A recently inaugurated 1 million-square-meter hospital complex designed by Arup, Perkins and Will, and Yazgan Design Architecture for Rönesans Holding and Sojitz Corporation in Istanbul, Turkey is a feat of engineering and design coordination.
The massive Başakşehir Pine and Sakura City Hospital complex consists of three nearly identical hospital towers containing a main hospital facility, a psychiatric hospital, and a physical treatment and rehabilitation facility. The 2,682-bed hospital, developed as a public-private partnership, also includes six clinic buildings and five auxiliary facility buildings situated on the site.
While the massing, articulation, and materiality of the complex are relatively staid and straightforward, its what lies underneath these elements that truly defines the complex.

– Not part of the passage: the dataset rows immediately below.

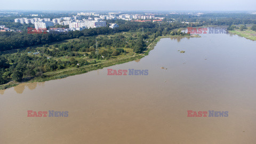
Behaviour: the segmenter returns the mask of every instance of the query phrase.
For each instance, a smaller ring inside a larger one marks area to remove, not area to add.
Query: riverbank
[[[132,56],[130,56],[125,58],[122,58],[118,59],[115,59],[109,60],[106,62],[100,62],[95,64],[91,64],[89,65],[81,66],[79,68],[69,68],[60,70],[54,71],[49,71],[44,73],[42,77],[35,77],[27,81],[23,81],[22,82],[18,82],[16,81],[11,81],[9,83],[0,85],[0,90],[4,90],[15,86],[19,84],[24,83],[31,83],[31,82],[42,82],[48,81],[50,80],[57,79],[60,78],[65,78],[70,76],[73,76],[78,74],[82,74],[89,72],[92,70],[97,70],[98,69],[102,69],[105,67],[107,67],[116,65],[122,64],[129,61],[138,60],[142,58],[146,55],[148,55],[149,52],[154,49],[154,47],[158,42],[163,38],[169,37],[201,37],[198,35],[190,35],[190,36],[158,36],[147,47],[147,49],[141,54],[135,54]]]
[[[252,41],[256,41],[256,31],[251,29],[245,29],[243,31],[236,29],[234,30],[229,30],[228,33],[230,34],[237,35],[239,36],[243,37]]]

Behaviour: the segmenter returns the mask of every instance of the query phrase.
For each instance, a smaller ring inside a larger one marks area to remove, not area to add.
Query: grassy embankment
[[[4,90],[8,89],[9,87],[17,86],[22,83],[27,82],[42,82],[44,81],[47,81],[53,79],[57,79],[60,78],[63,78],[69,76],[73,76],[78,74],[81,74],[85,73],[92,70],[97,70],[98,69],[102,69],[104,67],[107,67],[111,66],[121,64],[125,63],[129,61],[135,60],[137,59],[141,59],[145,55],[148,55],[149,51],[153,49],[157,43],[157,42],[163,38],[168,37],[200,37],[201,36],[198,35],[191,35],[191,36],[159,36],[157,37],[154,41],[153,41],[147,47],[147,49],[141,54],[133,53],[132,55],[131,54],[128,54],[126,56],[121,56],[116,59],[111,59],[108,60],[104,60],[102,62],[99,63],[91,64],[89,65],[81,66],[79,68],[68,68],[64,69],[57,70],[54,71],[49,71],[44,73],[44,77],[35,77],[29,81],[26,82],[18,82],[16,81],[11,81],[7,84],[0,85],[0,90]],[[69,40],[71,41],[71,40]],[[67,42],[67,41],[66,41]],[[52,44],[53,45],[53,44]]]
[[[252,41],[256,41],[256,31],[251,29],[245,29],[243,31],[236,29],[234,30],[229,30],[228,33],[236,34],[241,37],[243,37]]]

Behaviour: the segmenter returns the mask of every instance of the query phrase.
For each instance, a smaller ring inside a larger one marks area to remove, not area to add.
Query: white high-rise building
[[[98,20],[83,20],[79,22],[72,22],[69,23],[69,28],[76,28],[80,27],[97,28],[106,27],[106,21]]]
[[[48,27],[54,26],[53,22],[51,21],[36,22],[35,22],[35,28],[38,30],[39,29],[46,28]]]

For example, the hospital sits on 2,068 seismic isolators that were designed to help the complex weather the regular earthquakes that rock the region. This approach, in which mechanisms attached to the building foundations counteract the energy waves emanating from the earth during an earthquake, makes the project, according to the architects, the world's largest base isolated building.

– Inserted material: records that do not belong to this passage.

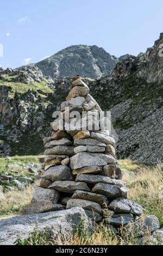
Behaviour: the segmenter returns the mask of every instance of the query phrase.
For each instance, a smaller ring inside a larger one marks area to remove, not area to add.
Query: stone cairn
[[[51,124],[52,136],[43,140],[42,174],[35,181],[34,194],[26,212],[80,206],[96,222],[104,220],[106,224],[117,227],[139,220],[142,209],[128,199],[115,160],[114,139],[108,130],[101,127],[98,130],[96,124],[95,129],[89,129],[91,117],[99,116],[102,112],[89,90],[79,76],[73,78],[72,89],[61,105],[64,120]],[[77,111],[81,117],[83,111],[86,112],[85,129],[62,130],[68,113],[66,107],[69,107],[70,120],[74,119],[72,112]]]

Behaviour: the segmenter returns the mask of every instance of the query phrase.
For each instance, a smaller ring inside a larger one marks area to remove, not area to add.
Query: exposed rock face
[[[96,46],[74,45],[66,48],[36,64],[44,75],[53,78],[82,76],[98,78],[108,75],[118,58]]]
[[[111,112],[111,121],[119,137],[117,158],[152,163],[162,160],[160,138],[163,119],[162,58],[159,56],[160,51],[161,53],[159,46],[162,42],[161,34],[146,53],[137,57],[121,58],[109,75],[97,80],[84,79],[89,83],[90,93],[103,110]],[[0,81],[1,156],[42,153],[42,140],[45,134],[49,136],[51,132],[48,124],[53,120],[52,112],[59,109],[67,96],[71,79],[53,81],[37,67],[30,65],[16,70],[1,70]],[[88,98],[89,101],[83,105],[84,110],[100,109],[90,95]],[[30,145],[27,145],[27,137]],[[111,150],[109,154],[115,157]]]
[[[22,215],[0,221],[0,245],[12,245],[18,239],[22,241],[30,237],[36,226],[41,233],[48,230],[54,239],[62,234],[70,235],[84,220],[85,228],[91,226],[91,222],[82,208],[44,214]]]
[[[152,163],[162,160],[163,58],[159,56],[162,43],[161,33],[145,53],[127,56],[109,76],[90,87],[103,109],[111,112],[118,136],[118,158]]]

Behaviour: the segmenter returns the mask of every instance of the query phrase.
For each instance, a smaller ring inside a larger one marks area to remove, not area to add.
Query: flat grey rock
[[[110,218],[104,219],[105,224],[110,224],[115,227],[126,225],[133,221],[134,218],[131,214],[115,214]]]
[[[76,139],[74,141],[74,144],[76,147],[78,146],[97,146],[97,147],[106,147],[106,144],[102,143],[97,139]]]
[[[72,144],[72,142],[70,141],[70,139],[67,138],[62,138],[60,139],[55,139],[54,141],[50,141],[45,145],[45,148],[53,148],[53,147],[58,146],[59,145],[65,145],[65,146],[71,146]]]
[[[75,181],[54,181],[49,188],[56,190],[57,191],[73,193],[76,190],[84,190],[90,191],[90,189],[84,182],[76,182]]]
[[[91,153],[103,153],[105,151],[105,148],[104,147],[98,146],[86,146],[86,151]]]
[[[121,187],[119,186],[106,183],[97,183],[91,192],[103,194],[109,199],[117,198],[121,195]]]
[[[74,175],[78,174],[79,173],[83,174],[91,174],[91,173],[98,173],[102,170],[102,167],[100,166],[87,166],[86,167],[83,167],[80,169],[76,169],[72,170],[72,173]]]
[[[142,214],[142,208],[139,204],[130,200],[120,197],[112,201],[109,208],[117,214],[132,214],[140,216]]]
[[[121,180],[111,179],[110,177],[106,177],[100,175],[79,174],[76,177],[76,181],[82,181],[90,184],[96,184],[96,183],[108,183],[109,184],[116,185],[120,187],[126,186],[126,182]]]
[[[45,145],[46,143],[48,143],[51,141],[53,141],[52,137],[46,137],[43,139],[43,145]]]
[[[67,203],[68,201],[68,200],[71,199],[71,197],[62,197],[60,200],[60,203],[62,204],[63,205],[67,205]]]
[[[36,186],[32,198],[32,202],[48,200],[55,204],[58,202],[59,198],[59,194],[57,191]]]
[[[87,200],[80,199],[71,199],[68,200],[67,203],[67,209],[73,207],[82,207],[84,210],[97,211],[99,214],[102,214],[102,210],[99,204]]]
[[[49,200],[45,200],[41,202],[33,202],[29,206],[24,206],[23,210],[24,214],[29,214],[59,211],[63,209],[64,206],[61,204],[53,204]]]
[[[104,134],[99,133],[99,132],[91,132],[90,137],[92,139],[97,139],[98,141],[105,143],[106,145],[114,145],[115,141],[112,137],[108,136]]]
[[[27,177],[20,177],[17,178],[17,180],[23,183],[27,183],[28,184],[31,184],[33,183],[33,180],[31,178]]]
[[[54,239],[58,235],[70,236],[76,230],[80,223],[81,220],[85,220],[84,228],[91,226],[91,222],[80,208],[64,211],[49,212],[43,214],[21,215],[0,220],[0,245],[12,245],[17,240],[28,239],[30,233],[34,232],[36,226],[38,231],[48,230]]]
[[[72,199],[80,199],[95,202],[99,204],[101,207],[104,208],[109,204],[108,198],[99,194],[91,193],[82,190],[77,190],[72,196]]]
[[[53,148],[46,149],[45,151],[45,155],[66,155],[68,156],[73,156],[74,153],[74,147],[71,146],[55,146]]]
[[[87,150],[86,146],[76,147],[74,149],[75,154],[80,153],[80,152],[85,152]]]
[[[41,178],[51,181],[72,180],[73,179],[71,169],[67,166],[62,165],[50,167],[43,173]]]
[[[93,221],[95,221],[97,223],[101,222],[103,220],[103,217],[97,211],[85,210],[85,212],[89,218],[90,218]]]
[[[69,101],[70,104],[73,106],[80,107],[85,102],[85,100],[84,97],[77,96],[75,98],[71,99]]]
[[[35,184],[36,186],[38,186],[38,187],[44,187],[44,188],[47,188],[52,183],[52,181],[50,181],[49,180],[43,178],[39,179],[35,181]]]
[[[47,156],[46,156],[44,157],[44,161],[45,162],[49,162],[52,160],[54,160],[55,159],[65,159],[66,158],[67,158],[68,156],[64,155],[48,155]]]
[[[83,152],[78,153],[70,158],[70,166],[71,169],[74,169],[86,166],[103,166],[114,163],[115,159],[111,155]]]
[[[62,164],[63,166],[67,166],[69,163],[69,162],[70,162],[70,158],[69,157],[65,158],[61,161],[61,164]]]
[[[25,185],[24,184],[17,180],[12,180],[10,181],[10,183],[16,185],[17,188],[20,190],[23,190],[25,187]]]

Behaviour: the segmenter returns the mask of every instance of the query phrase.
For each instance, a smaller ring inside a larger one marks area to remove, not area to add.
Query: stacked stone
[[[106,224],[114,227],[127,224],[139,219],[142,208],[128,198],[122,172],[115,160],[114,139],[99,123],[90,129],[90,117],[99,116],[102,110],[89,93],[87,86],[75,77],[66,101],[61,106],[63,120],[52,124],[55,131],[51,137],[44,139],[42,174],[36,180],[28,212],[81,206],[97,222],[104,218]],[[82,130],[80,127],[65,130],[66,107],[69,107],[70,121],[74,119],[71,115],[72,111],[80,113],[81,120],[82,112],[86,112],[84,129],[83,125]]]

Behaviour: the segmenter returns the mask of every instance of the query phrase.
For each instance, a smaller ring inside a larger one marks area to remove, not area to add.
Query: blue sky
[[[72,45],[137,55],[163,32],[162,0],[5,0],[0,10],[4,68],[37,62]]]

In working to arrive at the final design for the hospital complex, Arup engineers turned to cloud computing software to help test the hundreds of structural schemes employed by the project. Typically, engineers rely on algorithms and other "hardware firepower"-heavy calculation approaches to painstakingly test the locations and configurations of concrete structural walls and to model how each of the isolators will respond to different types and intensities of seismic activity. For this project, Arup took to the cloud in order to "transform traditional workflows" by using LS-DYNA simulation software and cloud computing to "expedite the non-linear analysis workflow by 50% in comparison with traditional non-cloud-based workflows," the designers write.

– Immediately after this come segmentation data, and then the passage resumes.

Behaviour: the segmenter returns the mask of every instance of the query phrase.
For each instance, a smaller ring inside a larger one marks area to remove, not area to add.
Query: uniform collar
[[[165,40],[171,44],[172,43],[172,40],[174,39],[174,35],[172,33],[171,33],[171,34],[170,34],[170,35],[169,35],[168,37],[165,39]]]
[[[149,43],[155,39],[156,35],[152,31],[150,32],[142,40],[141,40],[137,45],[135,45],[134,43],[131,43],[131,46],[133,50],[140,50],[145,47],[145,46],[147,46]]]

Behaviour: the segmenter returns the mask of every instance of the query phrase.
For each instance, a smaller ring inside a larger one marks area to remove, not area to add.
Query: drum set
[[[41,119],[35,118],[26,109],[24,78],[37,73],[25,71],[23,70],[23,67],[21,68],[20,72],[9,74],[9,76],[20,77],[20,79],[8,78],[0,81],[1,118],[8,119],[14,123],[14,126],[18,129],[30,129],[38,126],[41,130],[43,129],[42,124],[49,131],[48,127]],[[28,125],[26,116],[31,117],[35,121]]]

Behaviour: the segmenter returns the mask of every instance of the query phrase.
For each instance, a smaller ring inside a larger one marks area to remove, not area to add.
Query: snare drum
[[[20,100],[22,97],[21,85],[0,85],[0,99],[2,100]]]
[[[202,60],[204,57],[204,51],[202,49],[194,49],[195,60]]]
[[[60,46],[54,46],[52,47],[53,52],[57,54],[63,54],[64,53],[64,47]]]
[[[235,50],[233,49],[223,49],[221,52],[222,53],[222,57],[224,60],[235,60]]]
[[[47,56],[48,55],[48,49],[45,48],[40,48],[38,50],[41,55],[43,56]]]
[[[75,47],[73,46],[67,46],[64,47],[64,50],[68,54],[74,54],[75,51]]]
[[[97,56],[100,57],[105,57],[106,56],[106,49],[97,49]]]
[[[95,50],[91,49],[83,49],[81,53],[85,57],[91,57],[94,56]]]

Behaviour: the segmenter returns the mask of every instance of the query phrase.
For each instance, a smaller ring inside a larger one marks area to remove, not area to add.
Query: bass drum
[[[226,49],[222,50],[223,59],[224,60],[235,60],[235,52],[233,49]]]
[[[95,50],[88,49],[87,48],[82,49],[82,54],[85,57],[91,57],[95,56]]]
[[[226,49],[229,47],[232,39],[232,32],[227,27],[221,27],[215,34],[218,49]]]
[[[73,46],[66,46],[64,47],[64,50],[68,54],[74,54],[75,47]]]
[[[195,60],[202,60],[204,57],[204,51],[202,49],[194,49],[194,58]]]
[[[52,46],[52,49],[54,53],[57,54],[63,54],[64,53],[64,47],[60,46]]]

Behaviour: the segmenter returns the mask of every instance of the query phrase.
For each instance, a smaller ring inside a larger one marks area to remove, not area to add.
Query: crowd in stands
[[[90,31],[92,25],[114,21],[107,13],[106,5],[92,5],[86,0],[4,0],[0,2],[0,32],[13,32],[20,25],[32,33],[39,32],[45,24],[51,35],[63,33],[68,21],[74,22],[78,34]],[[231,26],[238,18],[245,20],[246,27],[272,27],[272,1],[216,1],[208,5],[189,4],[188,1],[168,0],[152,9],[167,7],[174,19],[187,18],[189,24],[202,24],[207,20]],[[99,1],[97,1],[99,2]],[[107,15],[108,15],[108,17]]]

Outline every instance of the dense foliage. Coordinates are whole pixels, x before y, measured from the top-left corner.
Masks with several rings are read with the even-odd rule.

The approach allowed the structural design team to cut design time for this portion of the project from a typical seven months down to just two months' time.
Atila Zekioglu, ARUP Principal explains: "Our digital and cloud-based workflows expedited the process from the concept phase through documentation, facilitating the completion of the design of the hospital within one year and significantly reducing the amount of time typically associated with such large-scale projects."
Zekioglu continues, "Ultimately, the design aims to ensure that the hospital can remain operational after an earthquake, allowing for critical and life-saving services for its patients and adding to the overall resiliency of Başakşehir and İstanbul."
As a result, the structure will be able to withstand and reopen after what's known as a "Maximum Considered earthquake," a 2,500-year event.